The attacks on Drexler - and on advanced nanomedicine at one point -
were really quite beyond the pale. It was all a part of short-termist
posturing on the part of certain pigs scrabbling at the government
trough; pretty despicable stuff. Do prominent advocates for radical
life extension have this sort of thing to look forward to in the
An analogous scenario for scientific anti-aging research would be if
the moderates prosper - say that metabolic tinkering, an outgrowth of
calorie restriction research, expands into a large industry with the
real promise of 10 or 20-year healthy life extension. The industry
spawned by these moderates, bolstered by publicity and public
enthusiasm, then starts after major government funding ... but they
decide that they need those darned advocates for radical life
extension technologies - far beyond 10 or 20 year increases - to go
away and stop scaring the fishes.
I think that a similar situation happened and continues to happen with space and many other technologies. The chemical rocket industry gained some success and potentially far superior approaches got shunted aside or receive little support. Watch now how the screwed up Space shuttle programs sucks the money out of all space research.

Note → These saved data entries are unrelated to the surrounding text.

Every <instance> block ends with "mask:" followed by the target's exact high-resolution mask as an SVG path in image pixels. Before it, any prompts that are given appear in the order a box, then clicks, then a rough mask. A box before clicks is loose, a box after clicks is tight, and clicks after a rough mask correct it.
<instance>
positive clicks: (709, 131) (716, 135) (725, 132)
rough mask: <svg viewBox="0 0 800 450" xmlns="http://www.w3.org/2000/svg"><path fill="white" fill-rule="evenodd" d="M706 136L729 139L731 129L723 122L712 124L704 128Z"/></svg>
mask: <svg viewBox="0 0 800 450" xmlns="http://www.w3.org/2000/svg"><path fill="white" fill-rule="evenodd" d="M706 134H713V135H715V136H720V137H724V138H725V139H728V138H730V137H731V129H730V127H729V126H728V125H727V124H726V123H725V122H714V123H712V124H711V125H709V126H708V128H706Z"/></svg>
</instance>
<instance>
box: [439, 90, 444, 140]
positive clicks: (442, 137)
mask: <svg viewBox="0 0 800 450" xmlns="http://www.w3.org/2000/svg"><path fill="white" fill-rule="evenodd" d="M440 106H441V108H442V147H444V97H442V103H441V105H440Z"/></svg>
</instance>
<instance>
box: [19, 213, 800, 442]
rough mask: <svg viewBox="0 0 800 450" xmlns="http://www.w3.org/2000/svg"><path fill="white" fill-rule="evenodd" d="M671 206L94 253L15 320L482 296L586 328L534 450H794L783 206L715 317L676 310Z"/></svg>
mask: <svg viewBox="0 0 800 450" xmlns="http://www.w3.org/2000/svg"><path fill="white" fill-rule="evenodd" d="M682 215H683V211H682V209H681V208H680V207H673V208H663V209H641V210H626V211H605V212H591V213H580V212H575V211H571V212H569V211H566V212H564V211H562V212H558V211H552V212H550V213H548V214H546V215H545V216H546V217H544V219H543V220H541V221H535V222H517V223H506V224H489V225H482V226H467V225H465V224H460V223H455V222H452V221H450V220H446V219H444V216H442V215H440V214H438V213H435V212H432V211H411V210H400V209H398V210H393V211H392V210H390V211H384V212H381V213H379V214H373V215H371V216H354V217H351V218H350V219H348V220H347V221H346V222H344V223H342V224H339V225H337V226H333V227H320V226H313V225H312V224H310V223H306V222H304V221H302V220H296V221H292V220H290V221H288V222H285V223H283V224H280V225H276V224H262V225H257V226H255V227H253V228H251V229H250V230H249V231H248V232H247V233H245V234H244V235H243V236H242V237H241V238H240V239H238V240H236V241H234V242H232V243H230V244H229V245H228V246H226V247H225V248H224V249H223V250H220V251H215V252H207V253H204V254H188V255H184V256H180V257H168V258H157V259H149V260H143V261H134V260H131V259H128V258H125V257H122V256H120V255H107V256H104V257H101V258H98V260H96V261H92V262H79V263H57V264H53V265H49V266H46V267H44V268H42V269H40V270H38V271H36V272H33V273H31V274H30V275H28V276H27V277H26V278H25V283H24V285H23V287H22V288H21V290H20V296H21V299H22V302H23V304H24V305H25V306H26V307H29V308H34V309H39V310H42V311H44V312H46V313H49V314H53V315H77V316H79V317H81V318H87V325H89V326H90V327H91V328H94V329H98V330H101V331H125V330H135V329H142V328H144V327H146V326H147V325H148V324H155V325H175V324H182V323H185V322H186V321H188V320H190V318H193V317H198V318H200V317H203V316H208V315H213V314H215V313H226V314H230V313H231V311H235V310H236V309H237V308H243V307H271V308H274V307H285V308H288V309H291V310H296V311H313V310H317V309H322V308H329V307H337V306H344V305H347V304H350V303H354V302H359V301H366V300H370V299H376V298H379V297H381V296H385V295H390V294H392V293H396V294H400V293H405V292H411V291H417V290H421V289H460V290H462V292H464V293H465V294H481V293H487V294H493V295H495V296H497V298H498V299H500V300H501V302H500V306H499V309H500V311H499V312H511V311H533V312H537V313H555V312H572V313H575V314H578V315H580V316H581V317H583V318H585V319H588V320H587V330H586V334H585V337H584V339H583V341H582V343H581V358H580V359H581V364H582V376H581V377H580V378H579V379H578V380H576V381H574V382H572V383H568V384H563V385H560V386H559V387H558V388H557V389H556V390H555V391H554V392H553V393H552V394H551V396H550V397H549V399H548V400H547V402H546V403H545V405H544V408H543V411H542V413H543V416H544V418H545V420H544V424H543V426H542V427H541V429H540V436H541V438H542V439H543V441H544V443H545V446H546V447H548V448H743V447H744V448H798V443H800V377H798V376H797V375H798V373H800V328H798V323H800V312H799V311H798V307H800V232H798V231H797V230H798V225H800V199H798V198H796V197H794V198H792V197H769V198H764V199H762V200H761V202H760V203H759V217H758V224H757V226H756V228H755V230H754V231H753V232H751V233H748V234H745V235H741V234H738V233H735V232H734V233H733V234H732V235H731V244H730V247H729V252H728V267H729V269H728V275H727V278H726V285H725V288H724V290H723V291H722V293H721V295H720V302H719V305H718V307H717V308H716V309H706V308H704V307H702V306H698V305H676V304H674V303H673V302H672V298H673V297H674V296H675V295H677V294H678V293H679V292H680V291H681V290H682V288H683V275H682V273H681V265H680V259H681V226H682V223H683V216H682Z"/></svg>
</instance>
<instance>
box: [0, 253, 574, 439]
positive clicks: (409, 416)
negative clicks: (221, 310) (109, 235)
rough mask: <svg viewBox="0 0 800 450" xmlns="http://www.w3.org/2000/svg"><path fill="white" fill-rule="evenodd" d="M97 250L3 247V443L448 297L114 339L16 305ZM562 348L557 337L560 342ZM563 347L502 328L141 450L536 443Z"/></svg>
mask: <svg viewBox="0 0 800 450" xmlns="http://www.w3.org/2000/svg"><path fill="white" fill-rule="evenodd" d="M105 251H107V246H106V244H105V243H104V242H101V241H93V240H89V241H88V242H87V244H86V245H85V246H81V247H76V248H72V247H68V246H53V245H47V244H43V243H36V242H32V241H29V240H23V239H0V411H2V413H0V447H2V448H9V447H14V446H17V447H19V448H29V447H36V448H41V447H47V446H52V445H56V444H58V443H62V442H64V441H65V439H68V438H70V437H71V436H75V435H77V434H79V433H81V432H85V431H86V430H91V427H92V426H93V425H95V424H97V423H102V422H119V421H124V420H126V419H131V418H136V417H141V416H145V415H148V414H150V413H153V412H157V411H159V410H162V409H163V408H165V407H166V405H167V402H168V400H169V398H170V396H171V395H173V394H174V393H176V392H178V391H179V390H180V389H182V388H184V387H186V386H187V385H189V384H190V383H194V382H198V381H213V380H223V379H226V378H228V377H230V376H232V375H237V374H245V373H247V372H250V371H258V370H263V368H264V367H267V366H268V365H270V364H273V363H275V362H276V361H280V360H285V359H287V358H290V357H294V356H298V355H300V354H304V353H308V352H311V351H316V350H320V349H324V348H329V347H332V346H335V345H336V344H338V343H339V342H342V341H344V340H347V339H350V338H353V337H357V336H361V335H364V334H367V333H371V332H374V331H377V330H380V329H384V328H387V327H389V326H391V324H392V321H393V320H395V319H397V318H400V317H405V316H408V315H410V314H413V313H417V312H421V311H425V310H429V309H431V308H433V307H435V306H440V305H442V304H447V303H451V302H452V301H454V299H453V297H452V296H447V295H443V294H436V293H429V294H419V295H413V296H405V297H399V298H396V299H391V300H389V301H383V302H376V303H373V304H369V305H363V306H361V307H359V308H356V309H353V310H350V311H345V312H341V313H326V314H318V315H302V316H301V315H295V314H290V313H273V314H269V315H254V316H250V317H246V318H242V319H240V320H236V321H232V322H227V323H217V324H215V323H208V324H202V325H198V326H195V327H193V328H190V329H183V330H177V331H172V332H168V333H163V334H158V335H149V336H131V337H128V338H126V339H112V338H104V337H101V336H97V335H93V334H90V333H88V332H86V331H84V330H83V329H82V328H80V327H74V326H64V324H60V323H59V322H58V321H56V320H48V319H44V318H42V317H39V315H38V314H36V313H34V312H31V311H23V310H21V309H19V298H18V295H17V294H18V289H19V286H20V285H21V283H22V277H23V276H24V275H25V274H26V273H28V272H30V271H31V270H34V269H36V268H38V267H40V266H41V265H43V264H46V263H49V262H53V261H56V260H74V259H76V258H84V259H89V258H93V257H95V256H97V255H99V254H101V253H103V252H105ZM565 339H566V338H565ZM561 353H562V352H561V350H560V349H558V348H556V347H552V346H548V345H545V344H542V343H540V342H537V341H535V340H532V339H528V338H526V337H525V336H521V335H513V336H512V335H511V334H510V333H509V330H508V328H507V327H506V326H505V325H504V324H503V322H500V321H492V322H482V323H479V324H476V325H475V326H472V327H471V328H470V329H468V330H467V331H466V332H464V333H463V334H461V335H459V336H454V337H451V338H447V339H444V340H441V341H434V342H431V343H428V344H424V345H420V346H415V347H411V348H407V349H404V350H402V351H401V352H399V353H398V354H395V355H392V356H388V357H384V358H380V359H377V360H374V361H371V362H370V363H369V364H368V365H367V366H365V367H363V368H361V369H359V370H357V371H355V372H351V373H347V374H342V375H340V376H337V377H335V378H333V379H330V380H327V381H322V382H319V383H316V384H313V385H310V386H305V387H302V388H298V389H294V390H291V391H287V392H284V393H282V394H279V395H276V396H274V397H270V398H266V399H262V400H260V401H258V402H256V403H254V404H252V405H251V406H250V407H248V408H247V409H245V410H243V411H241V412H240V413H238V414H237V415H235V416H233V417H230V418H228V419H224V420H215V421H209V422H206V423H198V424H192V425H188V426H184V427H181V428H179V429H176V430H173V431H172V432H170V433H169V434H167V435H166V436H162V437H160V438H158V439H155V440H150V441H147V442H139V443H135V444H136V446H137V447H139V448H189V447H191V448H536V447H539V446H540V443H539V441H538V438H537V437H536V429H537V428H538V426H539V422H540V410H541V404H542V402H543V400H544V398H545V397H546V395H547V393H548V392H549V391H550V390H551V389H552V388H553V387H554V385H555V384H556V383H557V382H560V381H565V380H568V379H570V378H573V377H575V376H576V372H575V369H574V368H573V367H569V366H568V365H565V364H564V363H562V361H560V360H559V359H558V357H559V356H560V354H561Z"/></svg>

Nuclear fusion research got success in raising money for magnetic confinement. They get no commercially useful results, but they block others from getting any serious support.
Sometimes it is momentum and infrastructure issues: oil industry versus alternative energy.
We see it with nanotechnology. Carbon nanotubes, nanoscale tech, nanomaterials tries to block the consideration of advanced nanotech.
Some of the ways around this are
- going outlaw garage tech until enough momentum can be gained. (Apple computer versus IBM).
- X-programs for airplanes.
- Large funded Prizes.
What else can or should be done?
Is there a better model for society to follow to best advance
technology? Is there a way to get support and mindshare?